0
topscrollRun:
Obserwuj w Google News

Afera na festiwalu w Opolu 2024. „Po polsku to po złodziejsku? Wstyd i smutek”

2 min. czytania
01.06.2024 15:40

31 maja ruszyła 61. edycja festiwalu w Opolu. Za nami już rozstrzygnięcie konkursu „Debiutów”, w których wyróżniono Norberta Wronkę oraz Alana Cymbalistę. Po koncercie doszło jednak do głośnej awantury. Córka kompozytora Andrzeja Kurylewicza grzmi o naruszeniu praw autorskich.
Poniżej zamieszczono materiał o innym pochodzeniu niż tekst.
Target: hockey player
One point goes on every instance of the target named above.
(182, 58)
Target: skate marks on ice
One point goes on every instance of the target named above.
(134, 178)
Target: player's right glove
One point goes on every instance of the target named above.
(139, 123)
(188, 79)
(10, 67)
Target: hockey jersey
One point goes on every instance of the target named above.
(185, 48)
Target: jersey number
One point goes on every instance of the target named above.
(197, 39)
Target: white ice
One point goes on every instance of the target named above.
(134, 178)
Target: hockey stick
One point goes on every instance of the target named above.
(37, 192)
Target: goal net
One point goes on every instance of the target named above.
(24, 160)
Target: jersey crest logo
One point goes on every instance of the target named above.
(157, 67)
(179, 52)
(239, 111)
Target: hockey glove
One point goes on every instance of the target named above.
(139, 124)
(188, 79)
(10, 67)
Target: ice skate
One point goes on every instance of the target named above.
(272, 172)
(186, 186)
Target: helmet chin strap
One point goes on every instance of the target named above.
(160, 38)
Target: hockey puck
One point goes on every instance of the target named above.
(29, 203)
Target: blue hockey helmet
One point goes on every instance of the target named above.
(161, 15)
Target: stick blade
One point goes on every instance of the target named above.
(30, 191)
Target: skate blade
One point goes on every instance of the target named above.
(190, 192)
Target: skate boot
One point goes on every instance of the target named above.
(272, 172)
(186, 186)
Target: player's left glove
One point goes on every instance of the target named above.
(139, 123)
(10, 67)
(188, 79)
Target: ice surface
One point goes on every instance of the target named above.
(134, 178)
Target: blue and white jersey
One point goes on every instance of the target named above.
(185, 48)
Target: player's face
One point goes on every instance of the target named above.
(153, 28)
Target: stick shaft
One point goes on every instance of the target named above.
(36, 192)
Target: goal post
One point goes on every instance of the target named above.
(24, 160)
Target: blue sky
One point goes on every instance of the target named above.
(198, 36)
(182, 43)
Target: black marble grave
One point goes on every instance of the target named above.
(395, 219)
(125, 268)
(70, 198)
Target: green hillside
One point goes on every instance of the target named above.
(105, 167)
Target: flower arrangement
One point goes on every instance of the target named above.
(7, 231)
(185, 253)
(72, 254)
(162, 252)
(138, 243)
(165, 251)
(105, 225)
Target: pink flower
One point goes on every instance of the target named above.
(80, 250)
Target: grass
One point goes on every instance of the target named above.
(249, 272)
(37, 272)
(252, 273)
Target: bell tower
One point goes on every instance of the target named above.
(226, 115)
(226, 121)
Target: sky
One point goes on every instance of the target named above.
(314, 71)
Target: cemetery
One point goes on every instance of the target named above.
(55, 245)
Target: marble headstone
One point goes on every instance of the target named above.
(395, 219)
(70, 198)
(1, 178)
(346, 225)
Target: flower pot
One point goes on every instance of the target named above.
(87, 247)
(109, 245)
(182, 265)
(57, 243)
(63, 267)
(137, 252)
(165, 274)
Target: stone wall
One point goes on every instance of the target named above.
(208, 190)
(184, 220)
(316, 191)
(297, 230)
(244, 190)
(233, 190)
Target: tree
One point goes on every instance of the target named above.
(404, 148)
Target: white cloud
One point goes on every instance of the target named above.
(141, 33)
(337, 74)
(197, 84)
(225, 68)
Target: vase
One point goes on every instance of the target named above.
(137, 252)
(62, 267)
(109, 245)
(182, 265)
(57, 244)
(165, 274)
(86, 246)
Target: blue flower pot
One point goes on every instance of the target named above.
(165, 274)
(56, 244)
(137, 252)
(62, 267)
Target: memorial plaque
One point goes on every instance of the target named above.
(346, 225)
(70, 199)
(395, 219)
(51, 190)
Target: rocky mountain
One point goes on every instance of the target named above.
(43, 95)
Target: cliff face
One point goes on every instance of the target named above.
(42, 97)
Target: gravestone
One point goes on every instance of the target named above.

Alan Cymbalista i oświadczenie Gabrieli Kurylewicz
fot. Facebook @gabriela.kurylewicz/TVP

Ruszył 61. Krajowy Festiwal Piosenki Polskiej w Opolu

Za nami otwarcie  61. Krajowego Festiwalu Piosenki Polskiej w Opolu. Pierwszy dzień prestiżowego wydarzenia przeznaczony był na koncert premier oraz debiutów. W drugim z wymienionych konkursów muzyczni nowicjusze wykonywali na scenie piosenki Czesława Niemena. Jury wyróżniło Norberta Wronkę, który wystąpił z piosenką „Nie wiem, czy warto”. Nagrodę publiczności otrzymał natomiast Alan Cymbalista, który zaśpiewał utwór „Dobranoc”.

Redakcja poleca

Dzień po ogłoszeniu wyników w konkursie „Debiutów” w mediach doszło jednak do wielkiej awantury. Winna okazała się piosenka, którą Cymbalista oczarował widzów. Okazuje się, że zwycięzca programu „Szansa na sukces. Opole 2024” zaśpiewał utwór bez zgody spadkobierców autora melodii. Córka kompozytora Andrzeja Kurylewicza upomniała się o swoje prawa we wpisie w mediach społecznościowych.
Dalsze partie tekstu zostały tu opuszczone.